The earliest mention of the Codex Valera comes from the writings of philosopher Sonticus, where he remarks that “..that book, which comes from the south, does scrabble at words like a dog with a spider.” The name Valera is actually the name lent to it by its discoverer, a roman scholar stationed somewhere in Asia minor during 5th century B.C. The common records imply that the book is much older than that, referring to it arriving from an “abyss of time.”
The Codex Valera, much like the Holy Writ of Bombay, is an irrational text, lacking end or beginning. However unlike Holy Writ, the codex was discovered to be in decipherable language, a form of middle-kingdom Sumerian, but so poorly parsed that the sentence structure is incoherent. A single passage might read
To (the) airy light-on-dark was sent the hollowness up to right center (with) much cadence
with the following sentence more or less completely unrelated. What little has been translated appears as obtuse blocks of text describing a world rich in adverbs but lacking almost entirely in nouns. In 1959, an Oxford scholar who had the text run under radiograph found that the viewable text may not even be the original, as what appears to be a key of symbols appears near the end, bleached out by some unknown technique. The book paper(not human leather, as some less credible accounts might insist) is 70% cotton rag, 19% cellulose, and 11% unknown materials. The book itself is remarkably well-preserved, whether due to treatment methods or subject matter unknown at this time.
Due to the disjointed nature of the book, little headway has been made towards transliteration of the text. What has come out of the few attempts made has been discouraging to the scholarly world, as the book coheres to no known genre. Theories have been put forth that the book was written as an ancient commentary on the unwieldy nature of prophetic works, that its incoherency is therefore its reason for existing, but these have been dismissed as “depressing.”
The strongest and also strangest hypothesis to come out of the scholarly debate was that of Frederick Werther, who argued that the book, in its original language and syntax, was a prophecy and that translating it to its original language was key to the continued survival of the human race.
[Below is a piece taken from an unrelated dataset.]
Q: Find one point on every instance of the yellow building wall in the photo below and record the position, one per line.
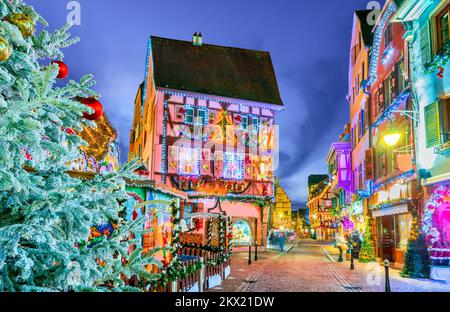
(281, 217)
This was dismissed as patently ridiculous by the academic world once it was discovered that Werther attempted to smuggle the text out in his trousers.
A translation-by-rote was attempted in the late 1970’s, but promptly abandoned once the translators discovered the book’s penchant for shifting around entries at will. Oddly enough, an uncited footnote to the compiled study remarks that as the attempt to translate went on, the book seemed to be sending the team affectionate, if garbled, messages.
Since the codex has no immediate practical use, it has been stored in the same library as other functionally useless “special interest” incannabula, such as Simon Magus’s Sneeze Book and Gṏrte’s Prophecy of Shoes.